Follistatin 344

Also known as: FS-344, FST344, Follistatin

Growth Factors
C1218H1893N345O370S19

Follistatin 344 is a naturally occurring glycoprotein that functions as a potent inhibitor of myostatin, activin, and other members of the TGF-beta superfamily. It has been extensively studied for its role in promoting skeletal muscle growth and as a gene therapy candidate for muscular dystrophy.

Research Disclaimer: Information provided is for educational purposes only. This peptide is intended for laboratory research use only and is not approved for human use. Consult qualified professionals before conducting research.

Key Findings at a Glance

  • Transgenic mice overexpressing follistatin show 194-327% increases in muscle mass, substantially exceeding the approximately 100% increase from myostatin knockout alone due to simultaneous activin A inhibition.
  • A Phase 1/2a clinical trial in Becker muscular dystrophy demonstrated an average 11.5% improvement in six-minute walk test at 6 months (p = 0.02) with AAV1-FS344 gene therapy.
  • In nonhuman primates, AAV1-FS344 produced durable muscle hypertrophy lasting over 15 months with no disruption to reproductive hormones or cardiac tissue.
  • The FS-344 isoform was selected for clinical development because it has approximately 10-fold lower affinity for pituitary activin compared to FS-288, minimizing reproductive hormone disruption.
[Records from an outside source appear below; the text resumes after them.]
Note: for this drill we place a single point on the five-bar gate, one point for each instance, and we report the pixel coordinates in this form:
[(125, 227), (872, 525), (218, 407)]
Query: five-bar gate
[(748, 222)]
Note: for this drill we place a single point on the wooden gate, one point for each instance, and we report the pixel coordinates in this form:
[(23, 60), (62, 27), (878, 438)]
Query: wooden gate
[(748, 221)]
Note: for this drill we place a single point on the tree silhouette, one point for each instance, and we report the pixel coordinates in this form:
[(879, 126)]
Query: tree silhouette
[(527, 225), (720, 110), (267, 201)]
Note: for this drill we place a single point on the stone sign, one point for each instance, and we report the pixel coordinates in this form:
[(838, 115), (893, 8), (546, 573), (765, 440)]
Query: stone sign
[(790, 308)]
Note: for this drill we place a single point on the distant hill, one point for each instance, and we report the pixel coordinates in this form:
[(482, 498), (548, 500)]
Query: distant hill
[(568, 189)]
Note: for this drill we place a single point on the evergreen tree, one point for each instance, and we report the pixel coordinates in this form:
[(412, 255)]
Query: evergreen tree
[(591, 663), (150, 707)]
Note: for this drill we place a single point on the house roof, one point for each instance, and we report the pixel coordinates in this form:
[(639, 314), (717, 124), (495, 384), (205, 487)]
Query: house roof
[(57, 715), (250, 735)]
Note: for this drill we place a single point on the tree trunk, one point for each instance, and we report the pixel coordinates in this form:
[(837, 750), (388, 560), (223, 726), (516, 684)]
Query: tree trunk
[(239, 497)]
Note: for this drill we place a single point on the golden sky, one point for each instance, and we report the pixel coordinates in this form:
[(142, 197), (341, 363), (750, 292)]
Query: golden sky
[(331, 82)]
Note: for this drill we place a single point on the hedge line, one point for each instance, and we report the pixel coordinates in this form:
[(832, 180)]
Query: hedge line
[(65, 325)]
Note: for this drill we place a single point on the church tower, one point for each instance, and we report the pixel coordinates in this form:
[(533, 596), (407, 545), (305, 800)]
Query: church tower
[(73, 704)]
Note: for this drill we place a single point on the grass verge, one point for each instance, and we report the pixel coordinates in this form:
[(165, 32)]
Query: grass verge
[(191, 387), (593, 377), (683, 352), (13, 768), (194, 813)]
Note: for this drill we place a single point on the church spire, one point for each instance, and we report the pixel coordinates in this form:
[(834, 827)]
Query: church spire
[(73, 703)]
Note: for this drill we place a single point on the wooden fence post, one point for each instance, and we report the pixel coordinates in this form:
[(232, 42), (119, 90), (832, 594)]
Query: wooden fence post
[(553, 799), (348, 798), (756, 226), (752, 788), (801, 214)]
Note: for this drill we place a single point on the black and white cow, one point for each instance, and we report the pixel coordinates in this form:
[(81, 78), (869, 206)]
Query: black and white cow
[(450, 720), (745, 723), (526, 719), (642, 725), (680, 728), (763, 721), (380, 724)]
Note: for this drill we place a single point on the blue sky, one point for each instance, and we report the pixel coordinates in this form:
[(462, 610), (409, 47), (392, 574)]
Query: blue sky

Follistatin 344 Overview & Molecular Profile

Follistatin 344 (FS-344) is a 344-amino acid isoform of the follistatin protein, a critical regulator of muscle mass and reproductive physiology. The protein is expressed in nearly all tissues, with particularly high concentrations in the ovaries, skin, and liver. FS-344 is processed in vivo to the circulating FS-315 isoform by removal of the C-terminal acidic tail. Follistatin gained prominence in muscle biology research when transgenic mice overexpressing follistatin demonstrated dramatic 194-327% increases in muscle mass compared to wild-type controls. Unlike myostatin-only inhibitors, follistatin simultaneously neutralizes activin A and other TGF-beta ligands, producing greater muscle hypertrophy than myostatin blockade alone. The FS-344 isoform is preferred for therapeutic research over FS-288 due to its lower affinity for activin in the pituitary, reducing the risk of disrupting reproductive hormone signaling.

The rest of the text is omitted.